We then flip the coin $n$ times and count the number of heads, if the p-value is less than some pre-determined value, typically $\alpha = 0.05$, then we say that we can "reject the null hypothesis", implying that the data provides some support for our alternative hypothesis, $H_1$.
However, if we are unable to reject $H_0$, there are at least two reasons for this, it may be that $H_0$ is true, or it may be that $H_0$ is false but we haven't seen enough data yet to be confident of this. For example, if we only toss the coin four times, then even if we get a head every time, we still won't be able to reject the null hypothesis as the p-value cannot be smaller than 0.0625.
The statistical power is the probability [in a frequentist sense] that the test correctly rejects the null hypothesis ($H_0$) when the alternative hypothesis ($H_1$) is true. In this case, the statistical power of the test with only four flips is zero, because we can never reject $H_0$.
So, if you want to claim that it is in some way a surprise that we can't reject the null hypothesis, you need to show that the power of the test is high, and in the case of the trends over the last 20 years, it isn't particularly high, as similar trendless periods ocurr both in the observations and in the model output, as shown by Easterling and Wehner. For example the trend in RSS to 1997 is very similar to the trend from 1995 to the present day, and that is almost as long:
Part of the reason for this is that the RSS and UAH datasets are both very sensitive to ENSO, and the trend over the last 20 years is dominated by the 1998 El-Nino.

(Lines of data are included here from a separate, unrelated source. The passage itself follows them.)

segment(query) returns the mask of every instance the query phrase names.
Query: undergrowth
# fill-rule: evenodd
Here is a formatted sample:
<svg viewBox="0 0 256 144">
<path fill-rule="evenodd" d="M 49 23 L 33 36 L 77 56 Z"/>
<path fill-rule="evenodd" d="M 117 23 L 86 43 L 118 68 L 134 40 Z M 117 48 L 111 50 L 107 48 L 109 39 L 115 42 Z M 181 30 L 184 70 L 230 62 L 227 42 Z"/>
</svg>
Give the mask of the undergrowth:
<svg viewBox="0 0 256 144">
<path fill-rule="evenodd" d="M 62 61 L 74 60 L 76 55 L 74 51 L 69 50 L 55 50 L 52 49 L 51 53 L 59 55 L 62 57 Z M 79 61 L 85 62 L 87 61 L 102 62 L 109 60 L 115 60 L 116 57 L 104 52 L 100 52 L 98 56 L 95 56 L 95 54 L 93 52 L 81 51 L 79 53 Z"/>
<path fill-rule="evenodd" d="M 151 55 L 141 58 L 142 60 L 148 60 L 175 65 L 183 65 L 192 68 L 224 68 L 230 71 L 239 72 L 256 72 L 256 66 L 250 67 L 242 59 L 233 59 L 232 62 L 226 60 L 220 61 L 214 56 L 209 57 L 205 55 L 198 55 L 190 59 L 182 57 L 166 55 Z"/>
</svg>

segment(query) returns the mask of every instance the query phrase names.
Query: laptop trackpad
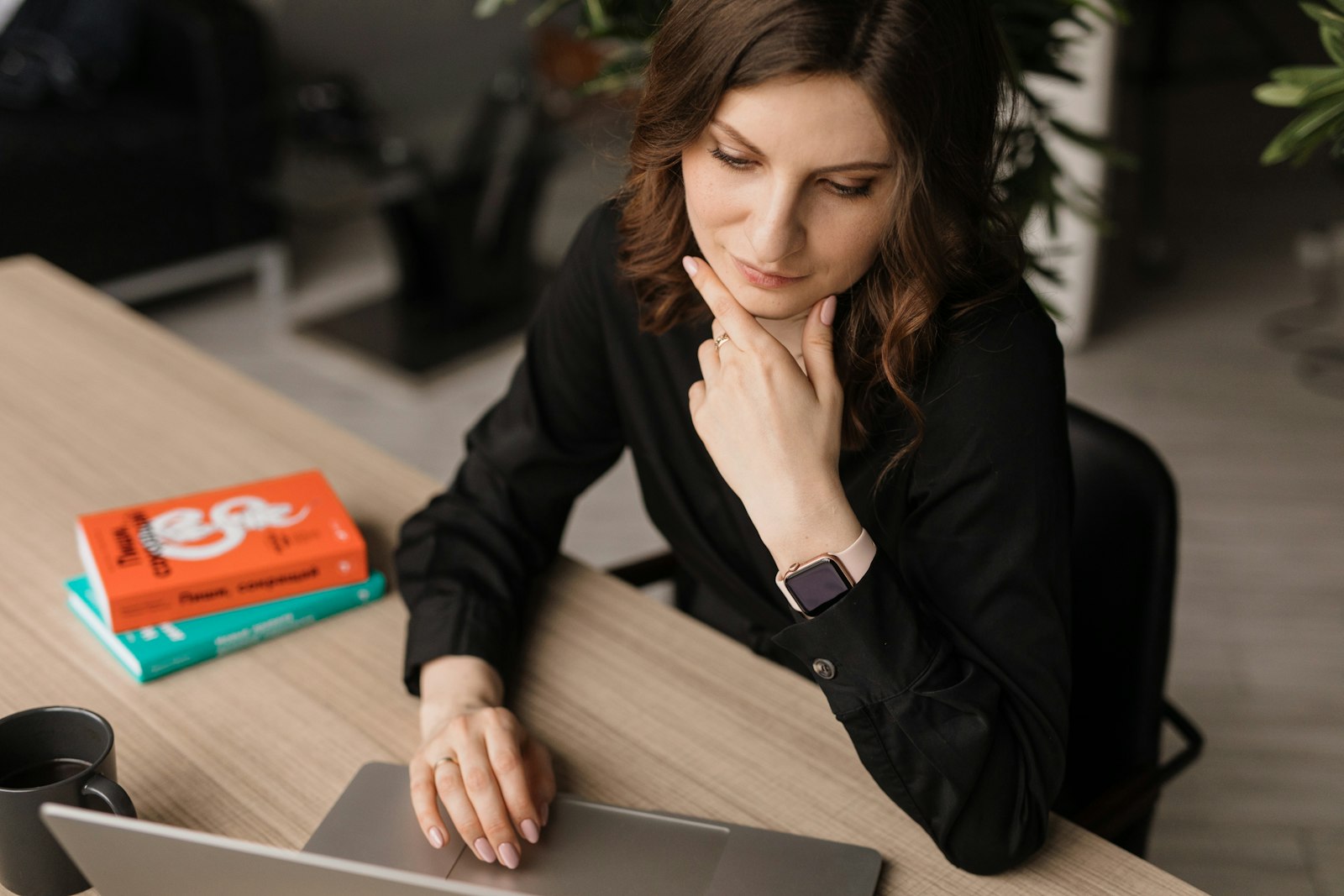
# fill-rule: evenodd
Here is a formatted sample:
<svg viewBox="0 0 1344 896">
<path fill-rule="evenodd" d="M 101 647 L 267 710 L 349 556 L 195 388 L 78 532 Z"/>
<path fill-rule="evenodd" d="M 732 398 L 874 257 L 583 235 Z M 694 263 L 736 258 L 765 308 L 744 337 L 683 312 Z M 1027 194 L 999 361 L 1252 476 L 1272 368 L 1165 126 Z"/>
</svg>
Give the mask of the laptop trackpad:
<svg viewBox="0 0 1344 896">
<path fill-rule="evenodd" d="M 535 896 L 700 896 L 728 829 L 559 797 L 515 870 L 462 850 L 449 880 Z"/>
</svg>

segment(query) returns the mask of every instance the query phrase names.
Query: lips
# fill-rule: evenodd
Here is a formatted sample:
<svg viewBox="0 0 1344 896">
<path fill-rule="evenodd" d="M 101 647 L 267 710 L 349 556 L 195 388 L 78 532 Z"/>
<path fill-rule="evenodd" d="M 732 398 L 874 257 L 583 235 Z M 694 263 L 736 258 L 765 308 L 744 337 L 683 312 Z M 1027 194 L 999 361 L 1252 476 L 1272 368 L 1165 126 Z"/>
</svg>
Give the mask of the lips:
<svg viewBox="0 0 1344 896">
<path fill-rule="evenodd" d="M 737 255 L 731 255 L 731 258 L 732 263 L 738 266 L 738 271 L 742 273 L 742 277 L 746 278 L 746 281 L 753 286 L 759 286 L 762 289 L 781 289 L 784 286 L 793 286 L 794 283 L 806 278 L 806 274 L 804 274 L 802 277 L 785 277 L 782 274 L 763 271 L 758 267 L 747 265 Z"/>
</svg>

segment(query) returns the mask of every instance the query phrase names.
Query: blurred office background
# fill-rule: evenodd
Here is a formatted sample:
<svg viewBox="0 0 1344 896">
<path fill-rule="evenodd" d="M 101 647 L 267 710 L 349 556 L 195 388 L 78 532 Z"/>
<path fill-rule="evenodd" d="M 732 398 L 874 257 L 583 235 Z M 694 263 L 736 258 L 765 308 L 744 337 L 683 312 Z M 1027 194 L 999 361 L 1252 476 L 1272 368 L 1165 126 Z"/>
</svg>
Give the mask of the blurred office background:
<svg viewBox="0 0 1344 896">
<path fill-rule="evenodd" d="M 563 89 L 582 52 L 535 40 L 526 4 L 470 5 L 142 0 L 94 111 L 0 110 L 0 254 L 52 258 L 446 482 L 521 352 L 527 302 L 497 297 L 544 282 L 621 177 L 620 107 Z M 1106 177 L 1113 238 L 1055 250 L 1071 399 L 1180 492 L 1167 690 L 1207 747 L 1149 858 L 1211 893 L 1344 893 L 1344 168 L 1261 168 L 1292 116 L 1250 95 L 1275 54 L 1325 55 L 1293 3 L 1133 5 L 1146 24 L 1087 43 L 1091 89 L 1062 102 L 1146 173 Z M 628 458 L 563 547 L 663 548 Z"/>
</svg>

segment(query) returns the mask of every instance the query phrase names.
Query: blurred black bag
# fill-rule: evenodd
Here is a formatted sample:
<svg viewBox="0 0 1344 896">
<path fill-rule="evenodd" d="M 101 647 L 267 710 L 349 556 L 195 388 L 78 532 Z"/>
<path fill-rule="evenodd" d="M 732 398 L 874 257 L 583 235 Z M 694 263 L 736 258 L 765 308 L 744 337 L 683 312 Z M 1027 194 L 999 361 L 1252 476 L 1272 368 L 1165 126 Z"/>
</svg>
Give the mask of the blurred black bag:
<svg viewBox="0 0 1344 896">
<path fill-rule="evenodd" d="M 136 0 L 24 0 L 0 32 L 0 107 L 97 105 L 130 60 Z"/>
</svg>

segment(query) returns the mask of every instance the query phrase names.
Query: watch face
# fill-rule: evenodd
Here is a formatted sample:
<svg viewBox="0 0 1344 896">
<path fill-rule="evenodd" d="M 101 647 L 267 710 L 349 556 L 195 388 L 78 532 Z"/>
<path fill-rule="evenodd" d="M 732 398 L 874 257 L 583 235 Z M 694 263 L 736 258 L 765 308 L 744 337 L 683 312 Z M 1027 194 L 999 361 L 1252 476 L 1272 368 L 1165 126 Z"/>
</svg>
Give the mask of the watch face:
<svg viewBox="0 0 1344 896">
<path fill-rule="evenodd" d="M 849 582 L 840 572 L 836 562 L 829 557 L 817 560 L 789 575 L 784 584 L 804 613 L 817 613 L 828 603 L 844 596 L 849 590 Z"/>
</svg>

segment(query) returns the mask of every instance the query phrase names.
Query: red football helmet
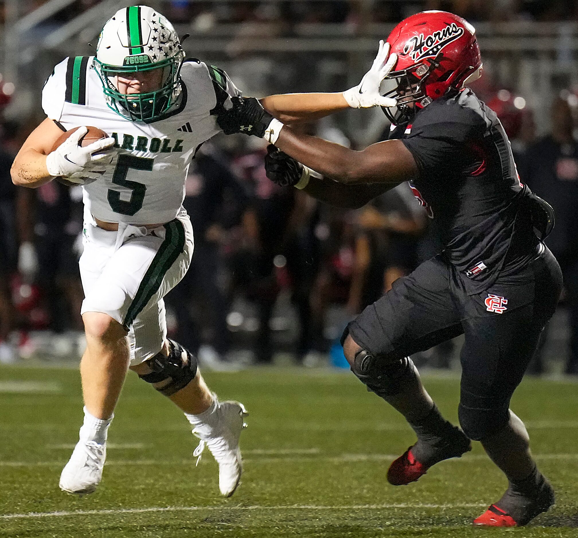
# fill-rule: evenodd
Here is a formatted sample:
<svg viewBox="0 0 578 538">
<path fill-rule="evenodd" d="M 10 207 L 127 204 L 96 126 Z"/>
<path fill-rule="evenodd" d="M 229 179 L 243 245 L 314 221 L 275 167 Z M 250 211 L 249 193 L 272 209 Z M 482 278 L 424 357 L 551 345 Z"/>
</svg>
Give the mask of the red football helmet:
<svg viewBox="0 0 578 538">
<path fill-rule="evenodd" d="M 395 79 L 397 87 L 386 95 L 397 99 L 397 117 L 387 109 L 383 111 L 394 122 L 411 115 L 408 104 L 423 108 L 481 74 L 476 29 L 453 13 L 424 11 L 408 17 L 394 28 L 387 42 L 398 59 L 395 70 L 386 78 Z"/>
</svg>

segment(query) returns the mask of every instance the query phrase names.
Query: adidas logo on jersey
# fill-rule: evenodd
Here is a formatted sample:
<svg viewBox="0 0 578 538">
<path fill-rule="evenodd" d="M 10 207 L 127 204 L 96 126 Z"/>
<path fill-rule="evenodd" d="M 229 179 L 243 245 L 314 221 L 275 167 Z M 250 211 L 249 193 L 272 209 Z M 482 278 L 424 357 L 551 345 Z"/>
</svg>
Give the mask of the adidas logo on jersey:
<svg viewBox="0 0 578 538">
<path fill-rule="evenodd" d="M 192 129 L 191 128 L 191 124 L 187 121 L 184 125 L 181 127 L 179 127 L 177 131 L 182 131 L 183 133 L 192 133 Z"/>
</svg>

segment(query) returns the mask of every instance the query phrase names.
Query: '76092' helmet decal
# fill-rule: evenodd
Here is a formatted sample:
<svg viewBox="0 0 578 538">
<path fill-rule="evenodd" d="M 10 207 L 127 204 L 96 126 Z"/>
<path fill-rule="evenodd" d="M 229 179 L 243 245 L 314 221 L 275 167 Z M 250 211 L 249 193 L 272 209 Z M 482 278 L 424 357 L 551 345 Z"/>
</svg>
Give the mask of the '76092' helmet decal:
<svg viewBox="0 0 578 538">
<path fill-rule="evenodd" d="M 436 30 L 426 37 L 423 33 L 414 36 L 406 43 L 403 54 L 409 54 L 414 62 L 424 58 L 435 57 L 446 45 L 463 35 L 464 28 L 452 23 L 443 30 Z"/>
</svg>

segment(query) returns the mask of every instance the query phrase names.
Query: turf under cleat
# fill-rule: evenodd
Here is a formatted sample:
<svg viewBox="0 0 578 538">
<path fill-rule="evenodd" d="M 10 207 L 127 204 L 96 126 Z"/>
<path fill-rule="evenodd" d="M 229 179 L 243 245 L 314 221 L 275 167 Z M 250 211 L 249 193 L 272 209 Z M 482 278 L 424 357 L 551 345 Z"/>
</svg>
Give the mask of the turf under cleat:
<svg viewBox="0 0 578 538">
<path fill-rule="evenodd" d="M 192 433 L 201 439 L 193 455 L 199 460 L 206 446 L 218 464 L 218 487 L 221 493 L 230 497 L 237 489 L 241 480 L 243 465 L 239 439 L 243 428 L 247 425 L 244 417 L 247 411 L 239 402 L 223 402 L 218 404 L 218 426 L 210 434 L 203 428 L 195 428 Z"/>
<path fill-rule="evenodd" d="M 473 520 L 473 524 L 486 527 L 518 527 L 527 525 L 536 515 L 554 506 L 555 498 L 550 483 L 543 479 L 538 494 L 530 498 L 517 492 L 512 485 L 498 503 L 510 505 L 507 511 L 496 505 Z"/>
<path fill-rule="evenodd" d="M 440 443 L 433 450 L 433 455 L 427 464 L 416 458 L 412 452 L 416 445 L 410 446 L 390 465 L 387 470 L 387 481 L 392 485 L 406 485 L 415 482 L 432 465 L 444 459 L 461 457 L 465 453 L 472 450 L 471 442 L 461 429 L 453 428 L 452 436 L 455 439 Z"/>
<path fill-rule="evenodd" d="M 60 475 L 60 489 L 81 495 L 92 493 L 102 478 L 106 458 L 106 445 L 79 441 Z"/>
</svg>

So how long do you need to get reasonable statistical power? Well climatologists generally use a period of at least thirty years (IIRC this is a WMO guideline). Santer el al performed a study and found that you would need at least 17 years of data for identifying human impacts on surface temperatures. Note this is a bare minimum, and refers to the detection of a trend in a randomly chosen time period. If you wait until a period of 17 years comes a long before making the argument for a hiatus, the assumptions of that analysis are violated by the fact that multiple hypothesis tests are being implicitly performed, and in practice you would need a much longer period.
Now are scientists ignoring the apparent "hiatus"? No, there have been many studies analysing it, for instance Foster and Rahmstorf show that the apparent hiatus can be reasonably explained by ENSO and volcanic forcing, and so there is no real reason to suppose that there has been a pause in anthropogenic global warming, and the apparent hiatus is probably due to a redistribution of heat between the atmosphere and oceans. There has even been a special issue of Nature Geosciences devoted to this topic.
UPDATE: @user1286792 notes in the comments below: "!UAH, and !RSS show it has been 21.5 years since there has been any tropospheric warming.". This clearly isn't true, at least for UAH. If you plot the trend since 1995, it is essentially the same as the long term trend since the start of the dataset. The fact that the RSS trend for the last 20 years is very different is I suspect the reason skeptic blogs switched from using UAH to RSS, but as always don't believe everything you read on line, and woodfortrees is a great tool for checking things. As I said, UAH and RSS vary considerably over the last 20 years in their trends and the reason for this is structural uncertainty. That doesn't mean that either of them are right or wrong and if your argument is not valid for both, then you probably shouldn't be confident that it is true. Basically the timescale is too short to reliably estimate the trend given the uncertainties in the data, including the structural uncertainties.
Caveat: I think WFT may be using a previous version of UAH, however this rather illustrates my point about the structural uncertainties, if successive updates to the algorithm make such large differences to the trends, that means the structural uncertainties are very large and we should take that into account when looking at the trends. However, the basic point remains that (i) the trends are too short to expect the warming to be significant (ii) the apparent haitus is adequately explained by ENSO and volcanic forcing (iii) similar periods of little warming are seen in the output of GCMs, and so it is not entirely unexpected.